I just heard Secretary of State Condi Rice give the most concise defense of the invasion of Iraq on Meet the Press I've heard to date. Clearly, the Administration's argument has become less nebulous in a way I've been hoping it would, if only so I can make my argument against it more concise.

Condi argued that after 9/11 we had two choices: we could go after and eradicate bin Laden and Al Qaida and then turn toward protecting ourselves against other threats, or we could go after the roots of Islamic terrorism and change the landscape in the Middle East. She argued that no one who understands the Middle East could imagine the landscape there changing until Saddam Hussein was out of power.

First let me say that this is the very first defense of the invasion that rings true to me, so I give the Secretary high marks for being so direct and succinct about it. However, this is what I suspected all along was our motivation and only strengthens my opposition to the decision. Essentially this boils down to saying that because we need the Middle East to evolve, we're willing to bomb totally innocent civilians to do it.
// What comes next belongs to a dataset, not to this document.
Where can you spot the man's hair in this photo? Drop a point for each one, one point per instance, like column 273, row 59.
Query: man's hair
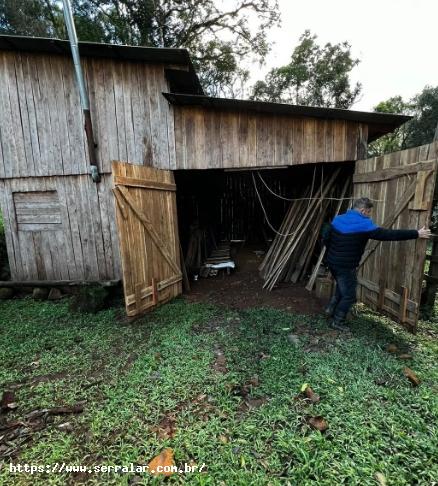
column 362, row 203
In other words, it's OK to kill innocent Iraqis to try and protect ourselves.

Just as the poor of this country were an abstraction to the Cheney administration until bodies were seen floating in the streets of New Orleans (and have morphed back into an abstraction, quickly enough), so were the people of Iraq just an abstraction in the bigger picture of "reshaping" the middle east, never more so than now, when body counts of "insurgents" have once again grown popular with the Pentagon.

I am not the first to say this, but once this shameful administration is at long last out of office, don't expect George W. Bush, Dick Cheney, or Donald Rumsfeld to do much traveling outside the United States.